01 07
ПРОПУСКАЮ ОТКРЫТЫЙ ЧЕМПИОНАТ Франции 1997 года. Из всех покрытий грунт наиболее опасен для больной руки. У меня нет никаких шансов продержаться пять сетов против спецов по грунтовым покрытиям, изо всех сил тренировавшихся на кортах этого типа, пока я делал маникюр и разъезжал на Сахарке.
Тем не менее собираюсь на Уимблдон. Брук получила роль в Англии, значит, она сможет отправиться со мной. Сменить обстановку - не такая уж плохая идея. Это будет первая наша поездка в качестве супругов - и, слава Богу, не на остров.
Хотя, если разобраться, Великобритания - тоже остров.
В Лондоне мы прекрасно проводим несколько вечеров: ужины с друзьями, экспериментальный театр, прогулки вдоль Темзы. Звезды обещают мне неплохой турнир. Но, задумавшись, решаю, что лучше было бы прыгнуть в Темзу - привыкнув к безделью, я не могу заставить себя тренироваться.
Сообщаю Брэду и Джилу, что снимаюсь с турнира, потому что чувствую себя в ловушке.
- В какой еще ловушке, черт побери? - вскипает Брэд.

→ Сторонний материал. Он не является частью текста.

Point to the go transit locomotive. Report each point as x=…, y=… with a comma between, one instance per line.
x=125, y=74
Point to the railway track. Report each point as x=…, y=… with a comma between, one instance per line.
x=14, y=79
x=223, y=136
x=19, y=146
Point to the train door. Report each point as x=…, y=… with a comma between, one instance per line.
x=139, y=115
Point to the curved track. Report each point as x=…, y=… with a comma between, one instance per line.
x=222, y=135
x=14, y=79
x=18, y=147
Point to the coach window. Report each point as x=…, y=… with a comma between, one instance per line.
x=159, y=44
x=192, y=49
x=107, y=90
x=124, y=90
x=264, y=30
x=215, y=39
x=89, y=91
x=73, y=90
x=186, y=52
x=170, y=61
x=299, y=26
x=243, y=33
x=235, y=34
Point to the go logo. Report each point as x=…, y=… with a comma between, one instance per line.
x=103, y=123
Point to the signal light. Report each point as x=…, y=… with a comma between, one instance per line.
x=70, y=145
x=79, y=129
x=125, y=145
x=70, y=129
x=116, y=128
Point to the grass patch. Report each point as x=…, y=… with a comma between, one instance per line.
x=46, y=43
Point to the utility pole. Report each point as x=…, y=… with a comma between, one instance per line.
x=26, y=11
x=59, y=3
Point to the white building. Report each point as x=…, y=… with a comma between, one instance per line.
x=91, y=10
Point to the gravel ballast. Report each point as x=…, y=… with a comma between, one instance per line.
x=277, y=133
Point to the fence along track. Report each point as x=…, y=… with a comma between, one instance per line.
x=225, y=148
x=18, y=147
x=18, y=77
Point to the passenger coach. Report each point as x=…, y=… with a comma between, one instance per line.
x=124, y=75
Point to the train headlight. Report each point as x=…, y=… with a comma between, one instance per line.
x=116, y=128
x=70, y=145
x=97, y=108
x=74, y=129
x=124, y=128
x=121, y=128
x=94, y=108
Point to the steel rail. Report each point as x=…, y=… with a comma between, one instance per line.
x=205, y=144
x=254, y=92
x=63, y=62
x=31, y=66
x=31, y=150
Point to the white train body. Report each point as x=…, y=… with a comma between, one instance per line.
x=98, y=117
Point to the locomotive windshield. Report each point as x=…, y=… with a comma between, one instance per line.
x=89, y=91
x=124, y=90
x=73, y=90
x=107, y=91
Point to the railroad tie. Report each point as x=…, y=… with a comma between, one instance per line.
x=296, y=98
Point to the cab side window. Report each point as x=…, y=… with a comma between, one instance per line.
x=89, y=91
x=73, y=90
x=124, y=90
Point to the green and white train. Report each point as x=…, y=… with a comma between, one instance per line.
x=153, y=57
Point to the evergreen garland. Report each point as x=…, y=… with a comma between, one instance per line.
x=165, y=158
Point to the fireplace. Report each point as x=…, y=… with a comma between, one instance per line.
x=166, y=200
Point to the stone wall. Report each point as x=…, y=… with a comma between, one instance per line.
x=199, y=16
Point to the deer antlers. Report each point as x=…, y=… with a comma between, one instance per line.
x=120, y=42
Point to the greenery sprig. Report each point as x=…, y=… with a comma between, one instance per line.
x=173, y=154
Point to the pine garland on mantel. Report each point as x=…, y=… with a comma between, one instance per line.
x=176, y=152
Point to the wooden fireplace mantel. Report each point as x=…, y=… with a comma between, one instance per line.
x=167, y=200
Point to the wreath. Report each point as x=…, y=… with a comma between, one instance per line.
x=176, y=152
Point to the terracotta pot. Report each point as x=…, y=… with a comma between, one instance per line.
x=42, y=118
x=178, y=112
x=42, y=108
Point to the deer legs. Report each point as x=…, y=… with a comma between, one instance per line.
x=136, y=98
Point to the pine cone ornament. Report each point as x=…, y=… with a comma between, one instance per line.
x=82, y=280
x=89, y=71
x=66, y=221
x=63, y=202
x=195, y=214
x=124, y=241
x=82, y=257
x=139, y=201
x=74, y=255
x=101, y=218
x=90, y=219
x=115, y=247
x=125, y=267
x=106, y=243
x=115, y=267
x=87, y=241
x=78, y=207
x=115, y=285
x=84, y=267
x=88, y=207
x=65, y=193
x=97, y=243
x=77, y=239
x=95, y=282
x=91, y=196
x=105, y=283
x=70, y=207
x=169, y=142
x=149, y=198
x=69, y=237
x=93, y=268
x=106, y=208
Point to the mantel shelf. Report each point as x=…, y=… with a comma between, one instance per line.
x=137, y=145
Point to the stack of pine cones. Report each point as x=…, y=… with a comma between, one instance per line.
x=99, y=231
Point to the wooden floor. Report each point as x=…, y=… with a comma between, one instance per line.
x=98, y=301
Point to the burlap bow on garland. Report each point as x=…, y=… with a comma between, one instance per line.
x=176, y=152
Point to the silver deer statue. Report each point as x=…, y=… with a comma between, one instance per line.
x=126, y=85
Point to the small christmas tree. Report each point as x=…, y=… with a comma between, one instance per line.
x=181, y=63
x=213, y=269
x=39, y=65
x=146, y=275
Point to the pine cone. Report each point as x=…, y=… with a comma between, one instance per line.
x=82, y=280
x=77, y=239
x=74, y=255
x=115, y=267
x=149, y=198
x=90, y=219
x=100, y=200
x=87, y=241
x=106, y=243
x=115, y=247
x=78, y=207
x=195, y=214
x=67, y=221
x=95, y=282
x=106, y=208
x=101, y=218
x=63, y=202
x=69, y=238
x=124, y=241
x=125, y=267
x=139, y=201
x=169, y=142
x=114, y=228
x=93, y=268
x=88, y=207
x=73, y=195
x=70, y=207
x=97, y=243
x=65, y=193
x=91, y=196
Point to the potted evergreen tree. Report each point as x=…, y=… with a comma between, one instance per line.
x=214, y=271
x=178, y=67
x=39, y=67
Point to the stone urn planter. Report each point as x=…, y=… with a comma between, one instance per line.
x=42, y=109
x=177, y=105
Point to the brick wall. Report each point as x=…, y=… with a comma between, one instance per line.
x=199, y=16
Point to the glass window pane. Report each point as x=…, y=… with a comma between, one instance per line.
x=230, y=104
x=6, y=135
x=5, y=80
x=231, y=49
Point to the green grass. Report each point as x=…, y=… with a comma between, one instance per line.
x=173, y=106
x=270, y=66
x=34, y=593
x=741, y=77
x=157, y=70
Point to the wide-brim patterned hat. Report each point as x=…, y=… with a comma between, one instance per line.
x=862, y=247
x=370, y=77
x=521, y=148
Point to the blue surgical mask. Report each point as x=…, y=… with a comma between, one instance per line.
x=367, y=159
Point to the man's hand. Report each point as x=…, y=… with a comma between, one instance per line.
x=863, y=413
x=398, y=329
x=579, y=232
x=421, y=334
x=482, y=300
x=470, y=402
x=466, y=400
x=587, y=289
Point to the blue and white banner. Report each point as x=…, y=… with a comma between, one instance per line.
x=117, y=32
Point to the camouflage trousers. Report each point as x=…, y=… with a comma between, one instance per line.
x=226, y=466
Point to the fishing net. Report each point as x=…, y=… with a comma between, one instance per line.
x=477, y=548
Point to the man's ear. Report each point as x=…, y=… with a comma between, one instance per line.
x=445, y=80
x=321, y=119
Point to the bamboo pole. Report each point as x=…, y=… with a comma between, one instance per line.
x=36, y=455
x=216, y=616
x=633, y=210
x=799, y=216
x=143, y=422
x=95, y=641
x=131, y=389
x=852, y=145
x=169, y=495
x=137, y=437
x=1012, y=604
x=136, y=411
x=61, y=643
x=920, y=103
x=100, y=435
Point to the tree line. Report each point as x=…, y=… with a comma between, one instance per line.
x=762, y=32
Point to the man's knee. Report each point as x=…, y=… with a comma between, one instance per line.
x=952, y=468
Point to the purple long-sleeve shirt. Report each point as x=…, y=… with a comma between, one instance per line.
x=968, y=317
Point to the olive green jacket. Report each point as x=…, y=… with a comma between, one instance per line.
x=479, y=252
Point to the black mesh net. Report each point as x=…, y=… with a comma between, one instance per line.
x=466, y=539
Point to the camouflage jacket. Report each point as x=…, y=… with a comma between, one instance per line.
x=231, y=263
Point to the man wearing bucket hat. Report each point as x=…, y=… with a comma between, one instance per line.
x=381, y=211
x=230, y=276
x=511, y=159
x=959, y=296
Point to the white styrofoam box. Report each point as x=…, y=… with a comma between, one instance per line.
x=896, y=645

- Я играл в эту игру по множеству причин, и ни одна из них, похоже, не имела отношения ко мне лично, - отвечаю я.
Эти слова вырываются из меня помимо воли, как действия той ночью со Слимом. Но в них, кажется, скрыта истина, которая оказывается настолько важной, что я записываю невзначай сказанную фразу, чтобы затем повторить ее перед репортерами. И перед зеркалом.
Снявшись с турнира, я остаюсь в Лондоне, ожидая, пока у Брук закончатся съемки. Как-то вечером мы в компании ее друзей-актеров отправляемся во всемирно известный ресторан Ivy, который Брук не терпится посетить. В ресторане компания оживленно болтает, лишь я, пристроившись в конце стола, молча налегаю на еду. Я ем, как в послед-ний раз: заказываю пять блюд, а потом запихиваю в себя три порции вязкого пудинга со вкусом ирисок.
Одна из актрис замечает, сколько еды исчезает на моем конце стола. Смотрит на меня с беспокойством:
- Ты всегда так ешь? - спрашивает она.